Question

If two normals to a parabola $y^2=4ax$ intersect at right angles, then the chord joining their feet passes through a fixed point whose co-ordinates are

• A. $(-2a,0)$
• B. $(a,0)$
• C. $(2a,0)$
• D. none of these

Answer 1

Answer: (B)

$(a,0)$

Given the equation of parabola is
$y^2=4ax$

Let $P(a{t_1}^2,2a{t}_1)$ and $Q(a{t_1}^2,2a{t}_1)$ be two points on the parabola.

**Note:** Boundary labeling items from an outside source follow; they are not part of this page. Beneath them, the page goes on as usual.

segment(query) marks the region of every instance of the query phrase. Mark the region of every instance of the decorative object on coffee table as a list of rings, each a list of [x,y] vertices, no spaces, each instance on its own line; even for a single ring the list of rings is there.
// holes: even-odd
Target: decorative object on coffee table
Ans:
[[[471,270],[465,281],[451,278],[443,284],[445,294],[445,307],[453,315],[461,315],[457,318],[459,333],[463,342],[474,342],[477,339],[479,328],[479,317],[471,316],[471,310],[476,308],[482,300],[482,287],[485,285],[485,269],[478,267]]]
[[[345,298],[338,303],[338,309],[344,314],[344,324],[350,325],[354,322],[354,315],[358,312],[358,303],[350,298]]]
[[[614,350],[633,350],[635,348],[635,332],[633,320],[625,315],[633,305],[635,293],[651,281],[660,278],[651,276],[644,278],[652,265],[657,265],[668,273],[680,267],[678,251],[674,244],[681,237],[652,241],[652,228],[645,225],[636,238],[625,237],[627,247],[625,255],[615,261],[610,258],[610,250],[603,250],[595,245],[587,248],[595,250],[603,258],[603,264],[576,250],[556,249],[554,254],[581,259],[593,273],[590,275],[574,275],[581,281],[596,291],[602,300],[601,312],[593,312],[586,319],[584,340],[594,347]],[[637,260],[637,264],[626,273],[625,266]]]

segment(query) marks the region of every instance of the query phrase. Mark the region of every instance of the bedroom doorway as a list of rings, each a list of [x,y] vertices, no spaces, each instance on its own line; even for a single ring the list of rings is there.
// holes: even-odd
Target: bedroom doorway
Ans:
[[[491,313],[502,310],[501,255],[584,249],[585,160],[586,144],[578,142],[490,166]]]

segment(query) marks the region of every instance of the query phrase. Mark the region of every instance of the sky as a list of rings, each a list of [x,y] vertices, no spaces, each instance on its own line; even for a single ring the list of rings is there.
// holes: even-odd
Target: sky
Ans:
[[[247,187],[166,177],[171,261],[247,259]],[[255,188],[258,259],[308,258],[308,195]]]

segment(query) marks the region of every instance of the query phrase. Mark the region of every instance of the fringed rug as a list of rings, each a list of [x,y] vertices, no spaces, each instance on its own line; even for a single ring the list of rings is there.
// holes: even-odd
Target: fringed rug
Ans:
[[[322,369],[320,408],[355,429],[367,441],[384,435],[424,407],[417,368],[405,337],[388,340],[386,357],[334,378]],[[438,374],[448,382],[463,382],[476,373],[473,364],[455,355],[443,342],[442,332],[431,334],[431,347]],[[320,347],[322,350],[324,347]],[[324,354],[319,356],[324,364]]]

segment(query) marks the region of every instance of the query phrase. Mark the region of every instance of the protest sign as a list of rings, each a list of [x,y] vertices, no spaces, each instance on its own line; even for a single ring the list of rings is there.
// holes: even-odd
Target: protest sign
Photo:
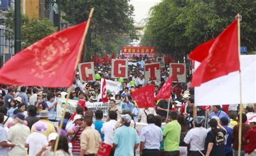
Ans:
[[[104,79],[102,79],[100,81],[100,94],[102,94],[102,86],[103,86]],[[118,81],[113,81],[109,80],[106,80],[106,88],[107,92],[111,92],[113,95],[116,95],[120,91],[121,83]]]
[[[170,63],[170,75],[172,81],[186,83],[186,63]]]
[[[153,63],[145,65],[145,81],[160,81],[160,63]]]
[[[63,113],[64,108],[65,107],[65,103],[66,102],[65,98],[57,98],[58,104],[57,105],[56,112],[57,112],[57,119],[62,118],[62,115]],[[73,114],[76,111],[76,108],[77,106],[77,102],[78,101],[73,100],[68,100],[68,108],[66,111],[69,112],[70,114]],[[116,103],[116,106],[119,111],[122,112],[122,105],[123,102],[117,102]],[[93,113],[97,110],[101,110],[103,112],[103,120],[106,120],[107,114],[109,111],[109,108],[110,107],[109,102],[103,103],[102,102],[91,103],[86,102],[85,103],[86,107],[88,110],[91,110],[93,111]],[[93,115],[94,120],[95,119],[95,116]]]
[[[79,63],[78,70],[81,82],[95,81],[95,72],[93,62]]]
[[[128,60],[112,59],[111,78],[128,77]]]

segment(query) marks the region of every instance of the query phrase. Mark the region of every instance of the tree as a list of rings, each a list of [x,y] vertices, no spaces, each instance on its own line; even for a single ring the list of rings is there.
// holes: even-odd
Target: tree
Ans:
[[[10,11],[6,15],[5,25],[6,29],[6,39],[14,40],[14,11]],[[30,18],[27,16],[21,16],[21,40],[23,49],[44,37],[52,34],[57,31],[53,23],[48,18],[39,19]]]
[[[132,14],[134,8],[127,0],[105,1],[76,0],[75,21],[77,24],[87,20],[90,9],[95,8],[90,30],[91,46],[86,53],[93,54],[103,52],[108,54],[118,52],[125,44],[122,36],[129,34],[132,39],[137,38],[134,29]],[[63,0],[62,11],[65,13],[63,18],[71,22],[71,2]]]
[[[167,1],[151,8],[141,44],[181,60],[197,46],[216,37],[237,13],[242,16],[241,45],[256,49],[255,1]]]

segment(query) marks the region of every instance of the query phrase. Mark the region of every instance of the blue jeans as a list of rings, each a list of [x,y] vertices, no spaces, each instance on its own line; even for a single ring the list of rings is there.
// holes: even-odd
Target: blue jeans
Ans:
[[[234,151],[234,156],[238,155],[238,151]],[[241,151],[241,156],[245,156],[245,151]]]

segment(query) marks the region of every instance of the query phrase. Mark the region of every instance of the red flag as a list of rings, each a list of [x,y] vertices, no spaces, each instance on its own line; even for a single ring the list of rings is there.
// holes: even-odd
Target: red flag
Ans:
[[[55,33],[19,52],[1,69],[0,83],[46,87],[71,86],[86,24]]]
[[[132,93],[132,98],[136,101],[139,108],[153,107],[154,86],[147,86]]]
[[[102,146],[100,147],[100,150],[96,154],[96,156],[105,156],[109,155],[110,151],[111,151],[112,146],[102,142]]]
[[[163,98],[170,98],[172,93],[172,75],[165,82],[160,89],[155,99],[158,100]]]
[[[107,96],[107,91],[106,88],[106,80],[104,78],[103,83],[102,83],[102,102],[106,103],[109,101],[109,97]]]
[[[211,42],[213,42],[212,44]],[[197,52],[199,51],[200,47],[203,47],[200,51],[201,52]],[[205,52],[208,48],[208,52]],[[205,58],[194,72],[191,87],[200,86],[204,82],[240,70],[237,20],[215,39],[205,43],[204,45],[201,45],[195,50],[197,54],[192,54],[193,51],[192,57],[190,55],[191,59]],[[206,57],[206,53],[208,53]]]

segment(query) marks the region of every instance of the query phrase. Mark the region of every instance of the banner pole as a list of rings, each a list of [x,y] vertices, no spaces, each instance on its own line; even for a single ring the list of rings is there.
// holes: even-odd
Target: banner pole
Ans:
[[[241,62],[240,61],[240,20],[241,16],[239,13],[235,16],[238,22],[238,58],[239,60],[239,65]],[[240,105],[239,105],[239,129],[238,133],[238,156],[241,155],[241,146],[242,144],[242,114],[243,107],[242,104],[242,79],[241,75],[241,70],[239,70],[239,86],[240,86]]]
[[[86,26],[85,26],[85,29],[84,30],[84,34],[83,36],[83,38],[81,40],[81,43],[80,44],[80,47],[79,48],[79,51],[78,51],[78,54],[77,55],[77,58],[76,61],[76,64],[74,67],[74,69],[76,70],[77,68],[77,66],[78,65],[78,63],[80,61],[80,59],[81,58],[81,55],[82,55],[82,51],[83,50],[83,47],[84,45],[84,40],[85,39],[85,37],[86,36],[87,32],[88,32],[88,30],[90,26],[90,23],[91,22],[91,19],[92,16],[92,13],[93,13],[94,11],[94,8],[92,8],[91,9],[91,11],[90,12],[90,15],[89,15],[89,17],[88,18],[88,20],[87,21],[87,24]],[[56,151],[57,151],[57,148],[58,147],[58,145],[59,144],[59,137],[60,136],[60,130],[62,129],[62,125],[63,124],[63,119],[65,117],[65,115],[66,114],[66,108],[68,107],[68,100],[69,99],[69,97],[70,96],[70,93],[71,93],[71,87],[70,86],[69,88],[68,91],[68,95],[66,98],[66,102],[65,103],[65,107],[64,107],[64,109],[63,111],[63,114],[62,115],[62,119],[60,120],[60,123],[59,126],[59,131],[58,132],[58,137],[56,139],[56,143],[55,144],[54,146],[54,150],[53,150],[53,156],[55,156]]]

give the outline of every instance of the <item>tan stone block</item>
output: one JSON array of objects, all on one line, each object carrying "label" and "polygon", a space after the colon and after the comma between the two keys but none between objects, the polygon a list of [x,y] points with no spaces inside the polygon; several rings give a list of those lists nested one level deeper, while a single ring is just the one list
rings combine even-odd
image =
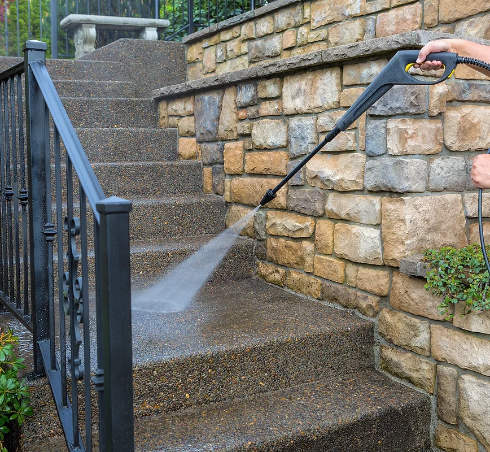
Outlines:
[{"label": "tan stone block", "polygon": [[315,231],[315,246],[318,253],[332,254],[334,227],[335,223],[333,221],[317,221]]},{"label": "tan stone block", "polygon": [[363,190],[365,163],[362,154],[315,155],[306,164],[306,179],[319,188]]},{"label": "tan stone block", "polygon": [[379,312],[381,298],[357,292],[356,308],[367,317],[376,317]]},{"label": "tan stone block", "polygon": [[313,273],[320,278],[343,283],[345,279],[345,262],[330,256],[315,256]]},{"label": "tan stone block", "polygon": [[382,345],[380,366],[395,377],[408,381],[429,394],[434,393],[436,365],[427,359]]},{"label": "tan stone block", "polygon": [[305,256],[303,254],[303,244],[293,240],[267,239],[267,259],[285,267],[303,269]]},{"label": "tan stone block", "polygon": [[286,30],[282,34],[282,48],[289,49],[296,45],[296,30],[293,28],[291,30]]},{"label": "tan stone block", "polygon": [[458,423],[458,371],[437,366],[437,415],[448,424]]},{"label": "tan stone block", "polygon": [[207,166],[202,169],[203,192],[213,193],[213,168]]},{"label": "tan stone block", "polygon": [[179,156],[183,160],[194,160],[197,157],[195,138],[179,138]]},{"label": "tan stone block", "polygon": [[381,223],[381,199],[379,196],[330,193],[325,211],[329,218],[376,225]]},{"label": "tan stone block", "polygon": [[201,42],[196,42],[192,44],[187,49],[187,62],[195,63],[196,61],[202,61],[204,56],[204,49],[202,48]]},{"label": "tan stone block", "polygon": [[391,155],[438,154],[442,150],[442,121],[388,119],[386,144]]},{"label": "tan stone block", "polygon": [[372,60],[366,63],[346,64],[343,68],[344,85],[367,85],[388,64],[388,60]]},{"label": "tan stone block", "polygon": [[262,102],[259,107],[259,115],[260,116],[279,116],[282,115],[282,101],[278,100],[269,100],[266,102]]},{"label": "tan stone block", "polygon": [[361,14],[358,0],[318,0],[311,4],[311,28],[340,22]]},{"label": "tan stone block", "polygon": [[[274,188],[281,179],[259,177],[235,177],[231,181],[232,202],[256,207],[260,204],[264,194]],[[287,189],[283,187],[277,192],[277,197],[267,204],[271,209],[286,208]]]},{"label": "tan stone block", "polygon": [[224,170],[226,174],[243,173],[243,141],[225,143],[223,150]]},{"label": "tan stone block", "polygon": [[390,272],[360,267],[357,273],[357,287],[366,292],[386,297],[390,291]]},{"label": "tan stone block", "polygon": [[328,30],[329,47],[337,47],[362,41],[366,30],[364,19],[350,20],[332,25]]},{"label": "tan stone block", "polygon": [[378,320],[378,332],[392,344],[419,355],[430,356],[429,322],[391,309],[382,309]]},{"label": "tan stone block", "polygon": [[266,231],[284,237],[311,237],[315,230],[315,219],[290,212],[269,210]]},{"label": "tan stone block", "polygon": [[439,325],[432,325],[431,337],[431,353],[438,361],[490,376],[490,340]]},{"label": "tan stone block", "polygon": [[259,278],[275,284],[276,286],[284,286],[286,284],[287,272],[283,268],[277,267],[266,262],[257,263],[257,275]]},{"label": "tan stone block", "polygon": [[383,264],[381,231],[368,226],[337,223],[334,250],[337,257],[353,262]]},{"label": "tan stone block", "polygon": [[436,428],[435,445],[448,452],[478,452],[478,444],[474,439],[442,424]]},{"label": "tan stone block", "polygon": [[340,68],[322,69],[284,78],[284,114],[318,113],[337,108]]},{"label": "tan stone block", "polygon": [[190,137],[196,134],[194,116],[184,116],[179,120],[179,136]]},{"label": "tan stone block", "polygon": [[490,147],[490,106],[448,107],[444,114],[444,144],[451,151],[478,151]]},{"label": "tan stone block", "polygon": [[440,0],[439,20],[442,23],[453,23],[465,17],[474,16],[485,11],[490,11],[488,0]]},{"label": "tan stone block", "polygon": [[468,244],[462,198],[457,194],[383,198],[381,225],[383,258],[395,267],[400,259],[426,249]]},{"label": "tan stone block", "polygon": [[405,31],[419,30],[421,27],[422,5],[414,3],[379,14],[376,18],[376,37],[381,38]]},{"label": "tan stone block", "polygon": [[288,272],[287,285],[295,292],[302,293],[312,298],[320,298],[322,283],[313,276],[290,270]]},{"label": "tan stone block", "polygon": [[436,298],[424,288],[425,280],[393,272],[390,292],[390,304],[399,311],[427,317],[433,320],[444,320],[438,306],[441,299]]},{"label": "tan stone block", "polygon": [[346,108],[350,107],[364,92],[364,89],[365,88],[362,87],[344,89],[340,93],[340,106]]},{"label": "tan stone block", "polygon": [[158,104],[158,127],[161,129],[168,127],[168,102],[165,100]]},{"label": "tan stone block", "polygon": [[255,35],[257,38],[270,35],[274,32],[274,18],[272,16],[265,16],[255,21]]},{"label": "tan stone block", "polygon": [[473,375],[459,379],[459,417],[490,450],[490,382]]},{"label": "tan stone block", "polygon": [[245,172],[285,176],[288,162],[287,152],[249,152],[245,155]]}]

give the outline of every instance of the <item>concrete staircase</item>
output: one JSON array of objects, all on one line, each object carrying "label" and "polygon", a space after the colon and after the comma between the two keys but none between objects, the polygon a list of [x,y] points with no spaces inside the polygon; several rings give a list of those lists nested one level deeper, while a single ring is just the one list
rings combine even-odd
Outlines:
[{"label": "concrete staircase", "polygon": [[[133,201],[136,287],[220,233],[226,214],[202,193],[200,162],[178,160],[177,131],[156,128],[149,90],[165,74],[181,81],[183,53],[150,43],[48,62],[104,193]],[[163,74],[135,61],[165,52]],[[239,239],[189,309],[133,313],[136,450],[429,451],[430,401],[376,371],[374,324],[256,279],[253,247]],[[66,450],[36,423],[25,451]]]}]

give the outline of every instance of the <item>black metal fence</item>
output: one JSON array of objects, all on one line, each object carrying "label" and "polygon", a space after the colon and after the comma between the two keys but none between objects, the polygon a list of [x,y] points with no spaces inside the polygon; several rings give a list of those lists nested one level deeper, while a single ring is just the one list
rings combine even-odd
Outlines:
[{"label": "black metal fence", "polygon": [[45,51],[0,73],[0,302],[33,333],[68,450],[130,452],[131,203],[104,197]]},{"label": "black metal fence", "polygon": [[[69,14],[147,17],[168,19],[170,26],[160,39],[182,37],[217,22],[251,11],[271,0],[0,0],[0,56],[21,56],[21,47],[30,39],[48,44],[51,58],[73,58],[73,32],[60,29]],[[122,37],[127,31],[100,31],[97,47]],[[1,42],[1,41],[0,41]]]}]

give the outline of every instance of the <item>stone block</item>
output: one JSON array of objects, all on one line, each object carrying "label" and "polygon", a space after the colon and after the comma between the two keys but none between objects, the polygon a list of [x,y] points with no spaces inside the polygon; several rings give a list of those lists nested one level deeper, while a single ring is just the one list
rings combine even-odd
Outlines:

Equation of normal at $P$ is given as
$y=-t_{1}x+2a{t}_1+a{t_1}^3$

Slope of normal at point $P$ is $-t_1$

Equation of normal at $Q$ is given as
$y=-t_{2}x+2a{t}_2+a{t_2}^3$

Slope of normal at point $Q$ is $-t_2$.

Equation of chord joining $P(a{t_1}^2,2a{t}_1)$ and $Q(a{t_1}^2,2a{t}_1)$ is

$y-2a{t}_1=\frac{2}{t_1+t_2}(x-a{t}_1^2)$

or $2x-(t_1+t_2)y+2a{t}_1{t}_2=0$

But $t_1{t}_2=-1$

Chord $PQ$ is $2x-(t_1+t_2)y-2a=0$

or $(2x-2a)-(t_1+t_2)y=0$

or $y=\frac{2(x-a)}{(t_1+t_2)}$

$\Rightarrow$ Chord $PQ$ passes through the fixed point $(a,0)$.